It is widely known that the short-term prognosis of MDA5+DM-ILD patients is poor (18). Accurate prediction of MDA5+DM patient outcomes is a key issue in clinical practice. In this study, we established a computer-aided lung interstitial image analysis approach. ELVAR was obtained by calculating the proportion of areas outside the lung interstitium in lung tissue that can indirectly evaluates the severity of lung interstitial lesions. Our results showed that ELVAR values in MDA5+DM patients who died within 3 months after diagnosis were significantly reduced than those who were survival after 3 months. ROC analysis and correlation analysis about value of ELVAR showed that ELVAR values have good predictive power for 3-month mortality and widely correlation with many clinical indices, which indicates that it may be a powerful tool for clinicians to evaluate poor outcomes in MDA5+DM-ILD.
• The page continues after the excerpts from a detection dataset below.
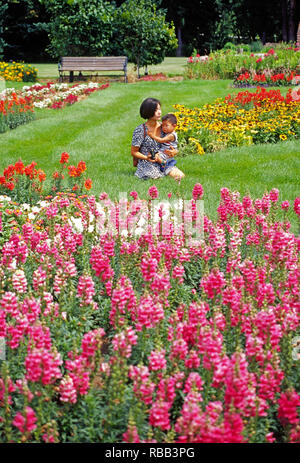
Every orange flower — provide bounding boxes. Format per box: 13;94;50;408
68;166;80;177
84;178;92;190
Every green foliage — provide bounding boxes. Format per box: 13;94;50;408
0;0;49;61
0;0;7;59
185;44;300;79
47;0;115;58
115;0;177;75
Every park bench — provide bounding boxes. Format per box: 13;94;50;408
58;56;128;83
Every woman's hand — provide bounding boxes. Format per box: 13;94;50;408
165;147;178;158
147;153;158;163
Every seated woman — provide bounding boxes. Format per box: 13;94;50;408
131;98;184;180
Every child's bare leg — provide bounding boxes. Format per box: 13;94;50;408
169;167;185;180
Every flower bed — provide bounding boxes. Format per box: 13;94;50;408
174;87;300;156
0;165;300;443
2;82;109;109
233;70;300;87
0;91;35;133
0;152;92;204
0;61;37;82
185;46;300;79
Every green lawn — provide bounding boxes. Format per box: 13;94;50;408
0;81;300;234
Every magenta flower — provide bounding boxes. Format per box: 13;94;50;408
192;183;204;201
148;185;158;199
12;407;37;434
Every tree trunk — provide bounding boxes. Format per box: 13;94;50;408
288;0;296;42
176;26;182;56
281;0;288;42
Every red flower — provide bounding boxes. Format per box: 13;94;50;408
77;161;86;173
84;178;92;190
59;152;70;164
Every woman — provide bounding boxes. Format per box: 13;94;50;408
131;98;184;180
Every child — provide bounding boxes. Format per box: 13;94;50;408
149;113;177;169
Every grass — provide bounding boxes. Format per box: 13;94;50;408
0;80;300;234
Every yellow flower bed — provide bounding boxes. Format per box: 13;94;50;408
0;61;37;82
174;88;300;155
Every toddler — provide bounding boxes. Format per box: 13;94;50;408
149;113;177;168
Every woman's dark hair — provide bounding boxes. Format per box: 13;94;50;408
161;113;177;125
140;98;160;119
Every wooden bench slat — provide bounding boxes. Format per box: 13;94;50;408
58;56;128;82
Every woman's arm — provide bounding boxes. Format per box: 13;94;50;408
148;132;175;143
164;146;178;158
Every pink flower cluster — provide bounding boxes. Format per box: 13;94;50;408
0;184;300;443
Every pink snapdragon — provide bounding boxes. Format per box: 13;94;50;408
148;185;158;199
149;401;171;430
192;183;204;201
12;406;37;434
148;349;167;371
278;389;300;424
112;326;137;358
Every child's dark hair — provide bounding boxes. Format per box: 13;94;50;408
161;113;177;125
140;98;160;119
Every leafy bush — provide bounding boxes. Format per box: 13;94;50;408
185;46;300;79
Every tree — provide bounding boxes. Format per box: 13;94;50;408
0;0;49;61
0;0;7;59
45;0;115;58
114;0;177;77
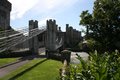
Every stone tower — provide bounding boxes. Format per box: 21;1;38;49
0;0;12;30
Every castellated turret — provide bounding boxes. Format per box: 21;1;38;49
0;0;12;30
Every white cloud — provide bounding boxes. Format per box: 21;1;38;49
38;17;53;27
9;0;79;20
9;0;39;19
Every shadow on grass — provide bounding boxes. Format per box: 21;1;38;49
8;59;48;80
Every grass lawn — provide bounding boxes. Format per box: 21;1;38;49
0;58;18;66
0;58;62;80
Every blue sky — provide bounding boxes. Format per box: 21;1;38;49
8;0;95;31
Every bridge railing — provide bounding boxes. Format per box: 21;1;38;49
0;28;46;52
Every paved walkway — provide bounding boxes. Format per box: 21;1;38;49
0;48;45;78
70;52;89;64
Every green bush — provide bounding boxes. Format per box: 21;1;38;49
59;50;120;80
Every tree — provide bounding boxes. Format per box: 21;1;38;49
80;0;120;51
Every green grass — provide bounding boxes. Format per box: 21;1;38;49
0;59;62;80
0;58;18;66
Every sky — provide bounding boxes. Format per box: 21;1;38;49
8;0;95;31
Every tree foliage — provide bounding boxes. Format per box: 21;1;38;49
80;0;120;50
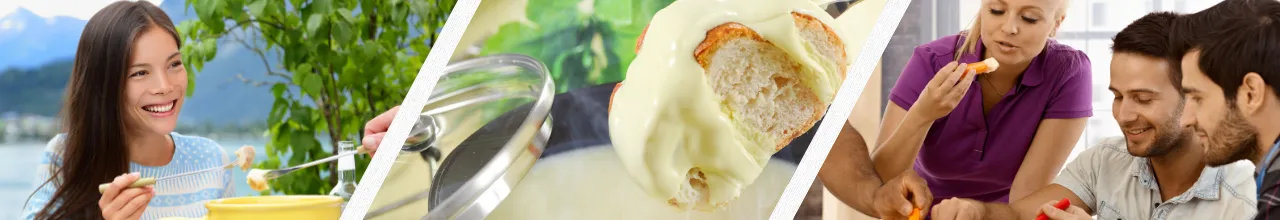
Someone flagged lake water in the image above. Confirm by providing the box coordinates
[0,139,281,219]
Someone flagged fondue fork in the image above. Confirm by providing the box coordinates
[250,147,369,180]
[97,161,237,193]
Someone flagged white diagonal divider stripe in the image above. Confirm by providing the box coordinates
[342,0,480,220]
[769,0,911,220]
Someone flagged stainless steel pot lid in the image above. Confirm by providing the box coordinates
[366,55,556,219]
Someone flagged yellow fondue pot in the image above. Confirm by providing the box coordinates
[159,196,342,220]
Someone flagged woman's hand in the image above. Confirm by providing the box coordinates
[908,61,977,120]
[1039,201,1093,220]
[360,106,399,155]
[933,198,986,220]
[97,173,156,220]
[873,170,933,219]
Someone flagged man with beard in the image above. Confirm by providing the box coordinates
[932,13,1256,220]
[1171,0,1280,219]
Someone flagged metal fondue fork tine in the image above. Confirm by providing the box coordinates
[254,147,369,179]
[818,0,863,18]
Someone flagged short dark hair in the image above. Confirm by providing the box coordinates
[1111,12,1183,90]
[1170,0,1280,102]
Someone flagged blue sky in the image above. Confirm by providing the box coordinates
[0,0,164,20]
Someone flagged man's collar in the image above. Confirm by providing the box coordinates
[1129,157,1222,200]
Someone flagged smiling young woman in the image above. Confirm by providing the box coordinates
[24,1,241,219]
[873,0,1092,208]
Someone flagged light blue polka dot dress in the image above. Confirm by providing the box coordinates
[23,133,236,219]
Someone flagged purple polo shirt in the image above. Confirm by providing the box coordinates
[890,35,1093,205]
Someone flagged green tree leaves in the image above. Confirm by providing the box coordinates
[178,0,454,194]
[480,0,673,92]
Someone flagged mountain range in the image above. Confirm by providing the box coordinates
[0,0,274,125]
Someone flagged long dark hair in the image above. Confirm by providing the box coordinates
[36,1,182,220]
Recently a variety of lung segmentation methods have been advanced (19). According to the different segmentation features used, lung segmentation methods can be divided into threshold-based methods (20), region-based methods (21), and shape-based methods (22). However, these methods had different degrees of partial lung tissue loss. A recent study used deep learning and feature learning to obtain better segmentation results by training with large samples (23). Software package named “CT Pneumonia Analysis” applying in the similar mechanism was used in study by S Ye recently (24). Our design idea was to extent different. We considered deep learning above cannot guarantee the accuracy results for inconsistent diagnosis of complex images and was not feasible for rare diseases such as MDA5+DM. We proposed another lung tissue segmentation method that was suitable for CT images of interstitial lung disease. The lung edges produced by our method were more accurate than those of above mentioned traditional methods (25). The outstanding feature lying in our computer-aided analysis of lung HRCT were outer boundary of binary lung tissue region images selected by Laplace operator and interstitial enhancement generated according to curvature feature of lung interstitium. Because our imagine analysis had based on high density structure from HRCT, we can apprehension that imagine of normal lung interstitium and abnormal imagine including consolidation, reticulations, septal thickening, ground glass opacities, nodules, bronchiectasis, honey combing, cysts could be detected and analysis (26). Because ELVAR was defined with the formula of (L–I)/L (L was the total number of lung voxels and I was the total number of interstitial voxels), which could easily be understood that the level of ELVAR was negative correlation with the scope of abnormal lung interstitium, i.e., high value of ELVAR meant less scope of interstitium and high ventilation, however, the lower value of ELVAR referred to large scope of interstitium and low ventilation which possible indicted poor disease outcome. Finally in our single-center retrospective study, we calculated that value of ELVAR in healthy controls was 0.938 while cut off value of ELVAR by ROC analysis in MDA5+DM-ILD was 0.835. Patients with low ELVAR values (<0.835) had a 54.2% chance of dying within 3 months, which may be valuable for clinicians to administer more active treatments in these patients.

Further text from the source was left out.